Of particular concern for dollar bulls has been the recent sharp falls in U.S. treasury yields, with an inversion of the yield curve signalling a sharp economic slowdown or even a recession down the road.
Investors are now watching Friday's U.S. non-farm payrolls release for November to gauge wage growth and labour market strength.
"We've already heard from (Fed Chairman Jerome) Powell that he thinks the neutral rate has moved quite far in quite a short period of time," said Bart Wakabayashi, Tokyo branch manager at State Street Bank.
Dollar investors were given more reason to be cautious after the Wall Street Journal reported Fed officials are considering whether to signal a new wait-and-see mentality after a likely rate increase at their meeting in December.
The dollar has slipped after Fed Chairman Powell said last week that U.S. interest rates were nearing neutral levels, which markets interpreted as signalling a slowdown in rate hikes.
The Fed is expected to raise interest rates again at its Dec. 18-19 meeting, which would be its fourth hike this year, but investors are already focusing on how much further it might raise rates and whether a pause is imminent.

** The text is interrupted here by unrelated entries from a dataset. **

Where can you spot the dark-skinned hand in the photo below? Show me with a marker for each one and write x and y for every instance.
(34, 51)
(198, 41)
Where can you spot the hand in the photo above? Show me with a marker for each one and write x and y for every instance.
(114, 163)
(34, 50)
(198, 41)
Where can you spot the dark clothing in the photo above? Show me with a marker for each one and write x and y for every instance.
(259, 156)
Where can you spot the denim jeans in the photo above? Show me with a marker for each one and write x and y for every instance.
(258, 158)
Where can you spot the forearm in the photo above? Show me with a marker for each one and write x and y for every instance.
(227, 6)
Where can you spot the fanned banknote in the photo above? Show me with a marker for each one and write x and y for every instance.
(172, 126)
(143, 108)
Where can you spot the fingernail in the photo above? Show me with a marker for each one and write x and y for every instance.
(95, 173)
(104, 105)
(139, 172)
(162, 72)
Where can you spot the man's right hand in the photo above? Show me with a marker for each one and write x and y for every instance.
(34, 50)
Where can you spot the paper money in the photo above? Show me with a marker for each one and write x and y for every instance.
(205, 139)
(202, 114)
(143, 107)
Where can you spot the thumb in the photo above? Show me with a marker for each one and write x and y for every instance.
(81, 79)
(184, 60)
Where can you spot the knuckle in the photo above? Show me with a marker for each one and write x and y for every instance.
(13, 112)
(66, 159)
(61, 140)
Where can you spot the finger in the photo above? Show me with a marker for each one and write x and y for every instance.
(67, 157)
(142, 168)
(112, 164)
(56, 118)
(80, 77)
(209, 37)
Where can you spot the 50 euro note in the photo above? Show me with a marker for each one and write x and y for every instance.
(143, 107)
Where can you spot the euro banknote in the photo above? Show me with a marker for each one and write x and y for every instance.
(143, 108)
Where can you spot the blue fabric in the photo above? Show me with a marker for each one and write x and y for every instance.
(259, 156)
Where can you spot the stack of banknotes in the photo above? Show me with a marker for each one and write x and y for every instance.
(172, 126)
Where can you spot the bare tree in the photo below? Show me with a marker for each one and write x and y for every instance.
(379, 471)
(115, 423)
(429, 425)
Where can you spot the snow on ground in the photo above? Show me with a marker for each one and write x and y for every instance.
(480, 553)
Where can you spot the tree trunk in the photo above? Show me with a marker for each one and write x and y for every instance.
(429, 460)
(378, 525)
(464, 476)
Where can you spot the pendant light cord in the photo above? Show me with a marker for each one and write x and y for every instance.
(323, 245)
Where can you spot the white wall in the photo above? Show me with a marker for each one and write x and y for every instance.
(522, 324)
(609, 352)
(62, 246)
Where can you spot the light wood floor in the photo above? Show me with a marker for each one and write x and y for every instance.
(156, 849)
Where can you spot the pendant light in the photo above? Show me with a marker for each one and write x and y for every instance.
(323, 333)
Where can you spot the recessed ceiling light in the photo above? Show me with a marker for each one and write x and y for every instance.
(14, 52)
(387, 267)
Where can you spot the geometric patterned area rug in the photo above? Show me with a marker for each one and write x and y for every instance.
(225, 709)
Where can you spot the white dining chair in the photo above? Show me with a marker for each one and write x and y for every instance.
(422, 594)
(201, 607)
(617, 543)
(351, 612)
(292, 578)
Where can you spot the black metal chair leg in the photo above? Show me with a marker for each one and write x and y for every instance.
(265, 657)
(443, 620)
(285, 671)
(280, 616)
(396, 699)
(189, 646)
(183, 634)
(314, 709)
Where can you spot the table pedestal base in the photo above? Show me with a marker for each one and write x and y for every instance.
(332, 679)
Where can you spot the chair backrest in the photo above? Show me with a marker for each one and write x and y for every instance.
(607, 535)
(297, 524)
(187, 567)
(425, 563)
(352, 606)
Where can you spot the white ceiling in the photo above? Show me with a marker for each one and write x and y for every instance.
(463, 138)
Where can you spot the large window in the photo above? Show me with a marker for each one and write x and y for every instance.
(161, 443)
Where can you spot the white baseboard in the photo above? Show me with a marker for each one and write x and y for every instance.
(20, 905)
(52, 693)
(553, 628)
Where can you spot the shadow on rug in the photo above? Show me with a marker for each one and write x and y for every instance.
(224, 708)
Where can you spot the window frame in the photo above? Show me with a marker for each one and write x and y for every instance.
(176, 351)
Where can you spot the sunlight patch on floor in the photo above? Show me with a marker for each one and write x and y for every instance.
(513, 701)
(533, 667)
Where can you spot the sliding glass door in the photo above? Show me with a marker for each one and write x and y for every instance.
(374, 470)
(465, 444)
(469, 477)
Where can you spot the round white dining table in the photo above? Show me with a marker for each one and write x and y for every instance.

Interest rate futures implied traders see no more than one rate increase from the Fed in 2019, compared with previous expectations for possibly two rate hikes, according to CME Group's FedWatch programme.
The greenback has been pressured this week by an inversion in part of the U.S. yield curve seen as an early warning sign for a potential recession.
The spread between the two-year and five-year U.S. Treasury yields inverted this week and the two-year/10-year spread was at its tightest in more than a decade amid a sharp fall in long-term rates.
Historically, the economy has taken anywhere between 12 months and 24 months to fall into a recession when the yield curve inverts.
"The dollar funding over the calendar year-end hasn't really been as aggressive as we've seen in the past few years," he said.
"If the natural demand does not seem to be appearing in the market, then I think the people who are holding on to those dollars may look to unwind some of those trades."